# Where Is CV?



## cjtamu (Sep 22, 2004)

Been busy. Check it out.


----------



## nik77356 (Jun 8, 2007)

Nice Chris!!!

whats that around the motor leads?


----------



## Courtney Vaughan (Apr 11, 2007)

CV is here......CV also has a new full carbon Academy SBV2 for beeeyyyoooottch!!!


----------



## Courtney Vaughan (Apr 11, 2007)

oh yeah, and a full second car for parts so I won't be sitting on the sidelines if I decide to take up CJ's style of driving and just rip ***** up! That's how I roll


----------



## nik77356 (Jun 8, 2007)

what happened to the xxx4?


----------



## Courtney Vaughan (Apr 11, 2007)

nothing......just a little outdated.....the SB (and the B44, ZX5, and BJ4) are all WAY lighter than the XXX4 and have more of an 1/8 buggy stance and setup.
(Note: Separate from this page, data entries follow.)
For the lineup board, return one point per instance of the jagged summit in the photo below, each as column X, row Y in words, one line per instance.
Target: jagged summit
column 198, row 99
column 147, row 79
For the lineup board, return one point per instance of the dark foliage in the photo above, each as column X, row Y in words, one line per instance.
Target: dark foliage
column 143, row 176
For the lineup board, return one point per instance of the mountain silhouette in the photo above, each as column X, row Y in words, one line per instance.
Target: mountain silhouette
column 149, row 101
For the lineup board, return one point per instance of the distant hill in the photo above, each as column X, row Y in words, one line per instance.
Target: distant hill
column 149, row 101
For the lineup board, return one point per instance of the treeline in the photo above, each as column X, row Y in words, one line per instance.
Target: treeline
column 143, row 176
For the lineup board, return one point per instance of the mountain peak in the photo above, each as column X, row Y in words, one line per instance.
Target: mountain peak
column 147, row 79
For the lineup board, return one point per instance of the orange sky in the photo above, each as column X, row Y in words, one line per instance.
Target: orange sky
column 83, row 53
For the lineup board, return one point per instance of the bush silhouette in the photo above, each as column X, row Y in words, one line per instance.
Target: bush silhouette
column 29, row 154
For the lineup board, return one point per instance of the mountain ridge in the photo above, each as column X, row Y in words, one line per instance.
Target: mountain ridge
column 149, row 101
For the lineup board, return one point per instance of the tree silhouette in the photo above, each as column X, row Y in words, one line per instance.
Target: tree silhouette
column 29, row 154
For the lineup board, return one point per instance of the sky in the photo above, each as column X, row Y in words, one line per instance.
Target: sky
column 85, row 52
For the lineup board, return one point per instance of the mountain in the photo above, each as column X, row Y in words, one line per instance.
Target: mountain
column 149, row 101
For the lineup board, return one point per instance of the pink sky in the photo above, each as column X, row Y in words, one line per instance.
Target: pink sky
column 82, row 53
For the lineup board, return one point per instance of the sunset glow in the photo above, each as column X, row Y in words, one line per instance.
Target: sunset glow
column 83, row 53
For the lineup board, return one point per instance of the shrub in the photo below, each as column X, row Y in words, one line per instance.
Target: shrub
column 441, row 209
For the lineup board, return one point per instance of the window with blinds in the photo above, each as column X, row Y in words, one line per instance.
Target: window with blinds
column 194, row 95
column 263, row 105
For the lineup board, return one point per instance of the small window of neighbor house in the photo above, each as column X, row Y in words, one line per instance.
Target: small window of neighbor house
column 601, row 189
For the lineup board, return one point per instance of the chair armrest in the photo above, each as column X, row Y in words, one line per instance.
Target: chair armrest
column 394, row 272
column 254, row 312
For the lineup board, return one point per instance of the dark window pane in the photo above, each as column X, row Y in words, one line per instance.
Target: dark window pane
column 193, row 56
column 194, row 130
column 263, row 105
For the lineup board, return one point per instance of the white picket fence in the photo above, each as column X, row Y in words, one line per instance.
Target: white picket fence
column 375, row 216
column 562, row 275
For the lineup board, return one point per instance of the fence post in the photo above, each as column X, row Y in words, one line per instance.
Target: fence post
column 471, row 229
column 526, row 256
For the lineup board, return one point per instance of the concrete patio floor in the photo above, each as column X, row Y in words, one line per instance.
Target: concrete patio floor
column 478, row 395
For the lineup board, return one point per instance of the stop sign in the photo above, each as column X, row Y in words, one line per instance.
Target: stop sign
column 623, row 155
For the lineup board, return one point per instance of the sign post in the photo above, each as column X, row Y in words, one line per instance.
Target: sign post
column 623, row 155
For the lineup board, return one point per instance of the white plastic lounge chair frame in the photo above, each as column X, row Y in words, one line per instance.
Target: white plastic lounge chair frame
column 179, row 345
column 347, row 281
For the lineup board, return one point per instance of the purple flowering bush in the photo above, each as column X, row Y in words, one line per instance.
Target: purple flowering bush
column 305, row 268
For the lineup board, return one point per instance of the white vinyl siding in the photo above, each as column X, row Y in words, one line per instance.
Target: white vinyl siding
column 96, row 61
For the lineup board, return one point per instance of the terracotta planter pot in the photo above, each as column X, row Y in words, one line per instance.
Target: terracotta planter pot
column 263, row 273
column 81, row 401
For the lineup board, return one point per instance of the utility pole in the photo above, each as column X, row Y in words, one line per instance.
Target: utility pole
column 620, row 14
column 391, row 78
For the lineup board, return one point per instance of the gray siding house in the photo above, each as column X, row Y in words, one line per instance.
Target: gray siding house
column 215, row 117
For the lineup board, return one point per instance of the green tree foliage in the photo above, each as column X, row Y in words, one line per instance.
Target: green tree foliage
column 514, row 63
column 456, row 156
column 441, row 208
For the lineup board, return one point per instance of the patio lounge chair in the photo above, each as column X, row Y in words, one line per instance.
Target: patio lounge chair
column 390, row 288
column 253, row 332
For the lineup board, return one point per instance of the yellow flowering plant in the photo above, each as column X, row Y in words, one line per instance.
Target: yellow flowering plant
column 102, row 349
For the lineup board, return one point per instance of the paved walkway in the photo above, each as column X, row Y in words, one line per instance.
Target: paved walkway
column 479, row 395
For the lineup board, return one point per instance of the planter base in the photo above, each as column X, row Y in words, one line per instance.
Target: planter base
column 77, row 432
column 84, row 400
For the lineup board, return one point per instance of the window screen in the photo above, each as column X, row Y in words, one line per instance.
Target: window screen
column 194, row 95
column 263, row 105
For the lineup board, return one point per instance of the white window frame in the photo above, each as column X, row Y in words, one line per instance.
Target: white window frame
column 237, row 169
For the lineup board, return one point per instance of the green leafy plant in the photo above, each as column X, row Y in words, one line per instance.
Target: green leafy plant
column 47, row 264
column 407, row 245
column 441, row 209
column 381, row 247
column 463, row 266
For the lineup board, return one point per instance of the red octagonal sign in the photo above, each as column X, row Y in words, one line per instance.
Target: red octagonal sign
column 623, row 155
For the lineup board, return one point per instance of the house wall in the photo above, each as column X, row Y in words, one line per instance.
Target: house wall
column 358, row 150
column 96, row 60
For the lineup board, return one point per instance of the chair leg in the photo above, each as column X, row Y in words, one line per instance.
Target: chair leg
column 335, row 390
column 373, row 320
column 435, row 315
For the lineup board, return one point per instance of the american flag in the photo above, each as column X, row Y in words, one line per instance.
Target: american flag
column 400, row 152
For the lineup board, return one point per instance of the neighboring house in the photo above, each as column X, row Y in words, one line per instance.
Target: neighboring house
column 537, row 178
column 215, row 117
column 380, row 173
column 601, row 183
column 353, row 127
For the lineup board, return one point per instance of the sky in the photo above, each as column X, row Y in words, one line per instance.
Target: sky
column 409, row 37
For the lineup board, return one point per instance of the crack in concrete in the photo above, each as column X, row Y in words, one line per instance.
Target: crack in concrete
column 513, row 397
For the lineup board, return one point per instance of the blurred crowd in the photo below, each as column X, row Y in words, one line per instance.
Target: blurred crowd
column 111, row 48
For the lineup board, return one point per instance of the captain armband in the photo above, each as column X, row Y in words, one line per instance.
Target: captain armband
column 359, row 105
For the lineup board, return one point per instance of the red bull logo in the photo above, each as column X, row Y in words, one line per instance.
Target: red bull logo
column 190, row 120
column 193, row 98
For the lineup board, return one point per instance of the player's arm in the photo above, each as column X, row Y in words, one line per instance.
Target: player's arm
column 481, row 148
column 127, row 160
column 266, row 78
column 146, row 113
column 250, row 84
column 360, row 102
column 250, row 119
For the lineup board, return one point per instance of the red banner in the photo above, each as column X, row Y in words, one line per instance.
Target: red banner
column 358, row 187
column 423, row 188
Just trying new things Nik....that's the good thing about buying used.....you can usually just sell what you have and pick up something else used to try and you're not really out any money.


----------



## cjtamu (Sep 22, 2004)

Academy. You can pick one up right next to the golf clubs and women's sportswear, LOL. I should have taken a pic from the back so CV can recognize it on the track. Nik, that's a super shottky diode on the motor wires. You just wire it in there rather than on the motor so you don't have to have one on every motor you own. I have zero spares for this car, I need to put a list together.


----------



## muddflaps77 (Dec 1, 2007)

wow.....nike thats a compasitator....sence its a gt7 it was one of the first esc's to come that small so a added one was needed for the motor...noob!


----------



## GoFaster (May 4, 2005)

That's not a capacitor on the motor. That's a Schottky diode.


----------



## cjtamu (Sep 22, 2004)

Ron is right. Wow, how often do you hear that? Ha ha ha. Schottky diode is attached to the motor wires, the power cap is mounted next to the speedo on the chassis.


----------



## Courtney Vaughan (Apr 11, 2007)

got the SB together today!! lookout chris and earl....that thing handles bad-arse!


----------



## Earl_Sparky (Jan 12, 2008)

Chris it looks like you did a great job! I will be neat to race another B44.... maybe get a few setup tips from you? The 1/10 4wd class is getting bigger!


----------